In the last 30 years how do you see the industry has changed? How has your company adapted to these changes?

The most obvious change is the dominant role that China plays in global trade compared with around 30 years ago. Everything from equipment manufacture, design of vessels, shipbuilding, ship operating, and the trading of vessels is dominated by China's economy and its demand for raw materials and export of finished products.

Lloyd's Register has adapted to these changes by scaling up its operations in China, particularly in the period between 2006 to 2012 when our local team grew from 200 colleagues to around 900. I had the pleasure of leading the LR’s business in China during that time and it is always rewarding for me to come back and meet all my friends both clients and colleagues who I worked together with during those very dynamic years in China's maritime economy.

What major shifts have you seen in the last 30 years in terms of government policy which has either helped or hindered your business?

China’s government plans for the long term while in other parts of the world, government policy can stray into short-term decision making. One of the great benefits of Chinese policymaking is its focus a five-year horizon as well as beyond. An example is the way that the shipbuilding industry was controlled during the boom period of 2007-2008. The shipping industry could have found itself in a much more difficult situation if many more shipyards had entering shipbuilding then were actually permitted. The market has since adjusted, and growth rates are more sustainable. The adjustment was less painful than it could have been due to the long term government policy.

Has internet technology and in particular ecommerce and IOT (internet of things) affected your company?

As world's oldest classification society, Lloyd’s Register has focused for 259 years and for 150 years in China on the safety of ships - not just on the assets, but the environment where those ships operate and the people onboard. Developments around digitalization and improved connectivity of systems onboard ships and between ship and shore offer some fantastic benefits to enhance safety at sea as well the environmental protection of assets whether fixed offshore assets or oceangoing vessels. Technology also offers significant opportunity for reducing the environmental footprint of international trade and shipping and also the safety and welfare of people on board.

How has your company had to evolve in terms of product offering in order to adjust to the changes in the industry?

Lloyd’s Register has been using technology to enhance the products and services we offer our clients. We have been working to use data that is collected from sensors on board ships to drive our assurance regime or a classification regime. At present, that regime is time based – the calendar dictates when we must undertake annual surveys and special surveys. I would like that assurance regime to be driven by data that gives us confidence about the condition of the vessel, the way it is operated and the capability of the management company.

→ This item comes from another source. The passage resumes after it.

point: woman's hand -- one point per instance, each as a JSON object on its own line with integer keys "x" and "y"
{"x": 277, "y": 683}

"Marintec is a key event in the global maritime calendar and a showcase of innovation, technology and expertise."

Nick Brown

Marine and Offshore Director, Lloyd's Register

Being an exhibitor for over 30 years now at Marintec China, how would you describe your relationship with this event?

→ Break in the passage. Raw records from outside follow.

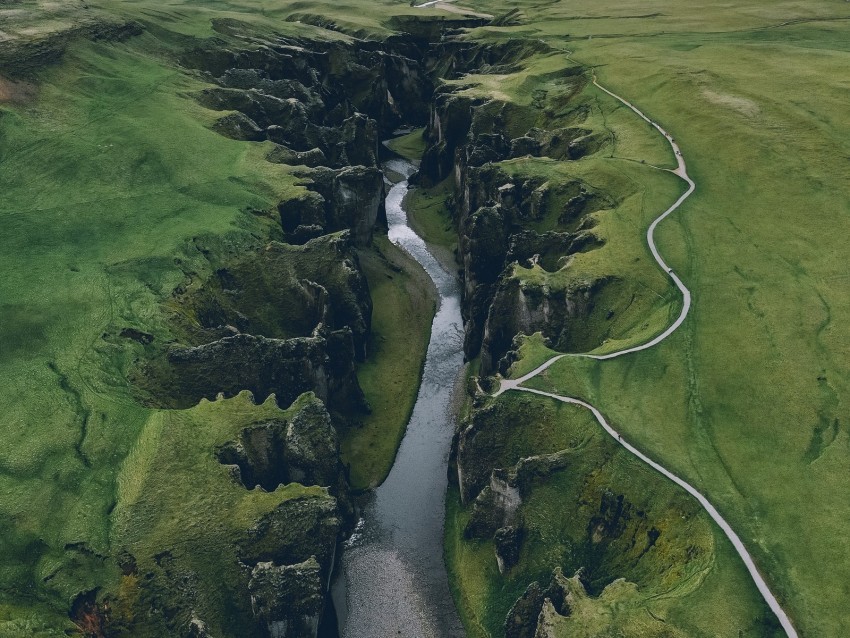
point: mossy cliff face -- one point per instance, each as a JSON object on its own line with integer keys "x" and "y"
{"x": 538, "y": 492}
{"x": 505, "y": 219}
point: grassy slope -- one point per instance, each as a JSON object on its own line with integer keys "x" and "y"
{"x": 107, "y": 176}
{"x": 705, "y": 594}
{"x": 403, "y": 299}
{"x": 747, "y": 399}
{"x": 102, "y": 187}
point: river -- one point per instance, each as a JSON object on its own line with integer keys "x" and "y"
{"x": 392, "y": 578}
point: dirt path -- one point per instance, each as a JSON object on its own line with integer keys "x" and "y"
{"x": 516, "y": 384}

Lloyd’s Register is hugely proud of its association with China and 2019 is a particularly special year because we celebrate 150 years since we first located a surveyor to Shanghai. At that time, our surveyors in the country were inspecting assets that had been built in other parts of the world, today of course, that's very different. Our association with vessels built in China began shortly after China's open-door policy in the early 1980s, when the Regent Tampopo was delivered from Dalian Shipyard with LR Class in 1982, and we became the first international classification society to be involved in a modern new construction vessel in China.

What do you get excited most about when returning to Marintec China at each edition?

LR sees China as a country where it is mutually beneficial to share experience and support the sustainable and safe growth of the maritime industry. I spent seven years of my career living in Shanghai and supporting the industry, it's always a pleasure to come back and see industry friends and learn about the latest opportunities and challenges.

There is always a risk that exhibitions could involve the same faces talking about the same things. But with many things in China, the pace of change is faster, particularly if I compare Shanghai to perhaps the West. It doesn't seem that long since we were at Marintec in 2017 when LR was very proud to be playing its role with China's first smart ship, “Great Intelligence”, designed by Shanghai Merchant Ship Design and Research Institute (SDARI) and built at Guangzhou Wenchong Shipyard Co., Ltd (GWS), a subsidiary of China State Shipbuilding Corporation.

I'm very much looking forward to this year’s event and learning more about how the industry is working to address the challenges around decarbonisation and developing credible designs for zero-emission vessels.

How would you describe Marintec China to someone who has never visited?

Marintec is a key event in the global maritime calendar and a showcase of innovation, technology and expertise. It’s worth your time to attend and understand the pace at which the industry is evolving.